DESAFIO EM FAMÍLIA – ANTES DE ACREDITAR, AVALIAR!

[Nota importante antes de iniciar o desafio]
Este é um exercício exigente, não porque seja difícil de compreender, mas porque implica algo cada vez mais raro no quotidiano familiar: tempo, atenção e conversa sem pressa. É muito provável que, numa primeira realização, não consiga percorrer todas as etapas com clareza, nem atingir todos os objetivos propostos, e isso é absolutamente normal.
O essencial não está em “fazer tudo bem”, mas em começar! Começar a parar, a escutar, a perguntar com mais cuidado, a ajudar a criança a dar nome ao que vivenciou no seu dia-a-dia. É nessa intencionalidade repetida, nessa regularidade tranquila, que mais tarde surge a profundidade. Primeiro vem a disponibilidade, depois, com o tempo, vem a intensidade.
O verdadeiro valor deste desafio está na conversa que se constrói, passo a passo. Muitas vezes, só o facto de um adulto se sentar com a criança para tentar compreender o que ela sentiu, o que aconteceu e o que pensou sobre isso já produz efeitos profundos. E, quase sem se dar conta, chega um momento em que é a própria criança que começa a colocar estas perguntas antes de acreditar e antes de decidir. É aí que o pensamento crítico começa a enraizar-se, não como técnica, mas como um hábito interior!
DESAFIO EM FAMÍLIA – ANTES DE ACREDITAR, AVALIAR!

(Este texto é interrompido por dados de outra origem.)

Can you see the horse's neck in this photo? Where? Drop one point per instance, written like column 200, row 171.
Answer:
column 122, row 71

Treinar o pensamento crítico no quotidiano
Idades indicadas: a partir dos 10 anos
Duração estimada: 60 minutos
OBJETIVO
Promover, em contexto familiar, o desenvolvimento da capacidade de avaliar ideias, afirmações e conclusões antes de as aceitar como verdadeiras, justas ou suficientes, ajudando a criança a reconhecer e a resistir a influências frequentes no seu quotidiano, tais como a pressão do grupo ou a validação social e digital. O desafio visa, assim, favorecer a transição da concordância imediata para uma avaliação consciente, criteriosa e sustentada.
MATERIAIS E METODOLOGIAS
Um caderno (idealmente reservado aos “desafios em família”)
Post-its
Lápis ou canetas
Um espaço tranquilo, sem pressa nem interrupções
Nota pedagógica: neste desafio, o tempo de qualidade não é “um extra”, mas sim uma parte integrante do método.
PASSO A PASSO
1) Escolher três frases “fortes” (e muito comuns)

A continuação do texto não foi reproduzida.